Es difícil poder explicar la sensación que tenía aquella noche, cuando sientes que tu vida pende de un hilo y te encuentras perdida en medio de un océano oscuro. Logramos llegar a la costa, pero unos focos potentes y unos gritos, en un idioma que yo no podía entender, nos recibieron. Estábamos acostumbrados a las persecuciones policiales, pero este día no fue posible. 

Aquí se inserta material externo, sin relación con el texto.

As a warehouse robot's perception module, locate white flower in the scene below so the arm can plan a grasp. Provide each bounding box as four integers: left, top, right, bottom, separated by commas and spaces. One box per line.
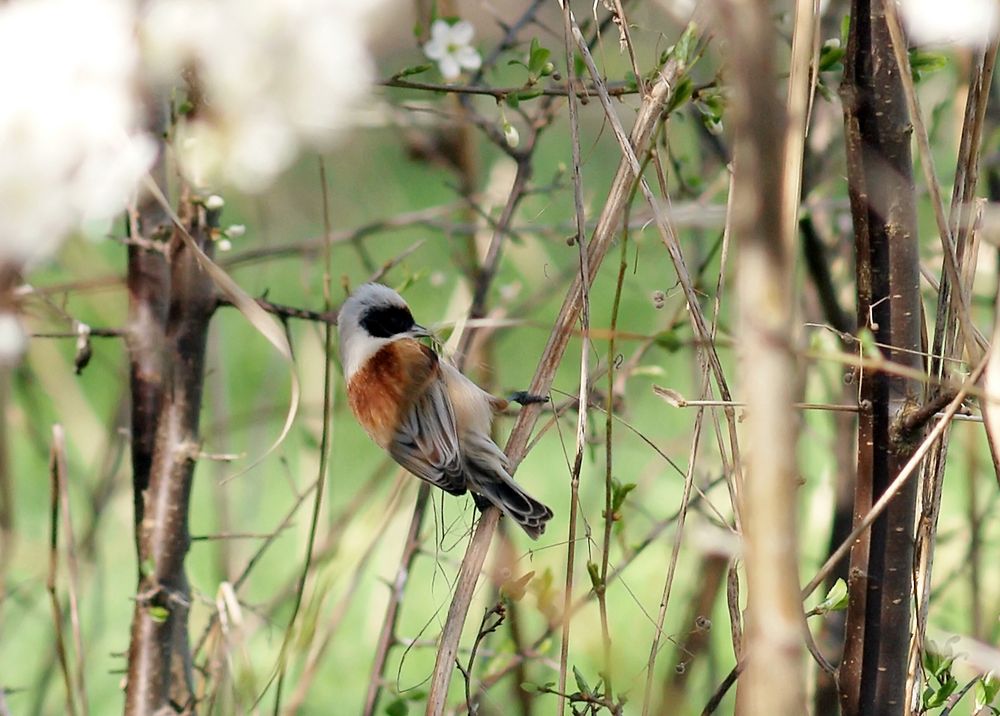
424, 20, 483, 82
141, 0, 392, 191
0, 312, 28, 367
0, 0, 154, 267
901, 0, 1000, 47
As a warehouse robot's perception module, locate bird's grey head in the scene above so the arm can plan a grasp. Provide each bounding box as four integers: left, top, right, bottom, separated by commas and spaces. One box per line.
337, 283, 426, 380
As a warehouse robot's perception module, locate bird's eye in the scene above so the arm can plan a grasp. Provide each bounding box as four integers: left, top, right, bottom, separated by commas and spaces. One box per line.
361, 306, 414, 338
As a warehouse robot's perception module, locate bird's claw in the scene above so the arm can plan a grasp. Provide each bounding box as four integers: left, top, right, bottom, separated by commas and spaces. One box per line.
508, 390, 549, 405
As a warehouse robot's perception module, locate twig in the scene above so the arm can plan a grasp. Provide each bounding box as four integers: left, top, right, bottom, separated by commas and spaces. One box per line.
52, 425, 90, 716
381, 76, 639, 102
558, 2, 592, 714
46, 425, 77, 716
272, 157, 333, 716
363, 482, 431, 716
455, 601, 506, 714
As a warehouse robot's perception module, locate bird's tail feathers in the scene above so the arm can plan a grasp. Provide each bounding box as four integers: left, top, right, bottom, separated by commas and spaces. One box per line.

Me llevaron, junto a casi todos los demás, a un centro de internamiento para extranjeros. Aquello parecía una cárcel. Durante 52 días permanecí allí en condiciones deplorables. El edificio estaba en muy mal estado, las habitaciones abarrotadas y la atención sanitaria y la higiene eran escasas. Pero lo peor era la sensación de indefensión, de no saber qué iba a pasar conmigo ni cómo estaría Braim. La soledad, el rechazo y la añoranza de mis seres queridos impedían mi descanso y erosionaban la poca esperanza que me iba quedando. 

Ayer me llamaron. Habían resuelto mi expediente y tenían que expulsarme de nuevo a mi país. Estoy escribiendo este relato en el avión que me trae a Sudán, de dónde salí hace casi dos años. Ya no soy la misma persona que se fue. Durante este tiempo he cruzado fronteras clandestinamente, he visto morir a compañeros de viaje, he contactado con mafias y he visto el lado más oscuro de algunas personas. Vuelvo sola, no sé dónde ni cómo estará Brahim y si volveré a verle. Ambos salimos con la esperanza de un futuro mejor. Vuelvo vacía, con el alma rota. Los que hicieron que partiese han ganado. He perdido las ganas de luchar y la fe que me llevó a pensar que sería posible cambiar el mundo.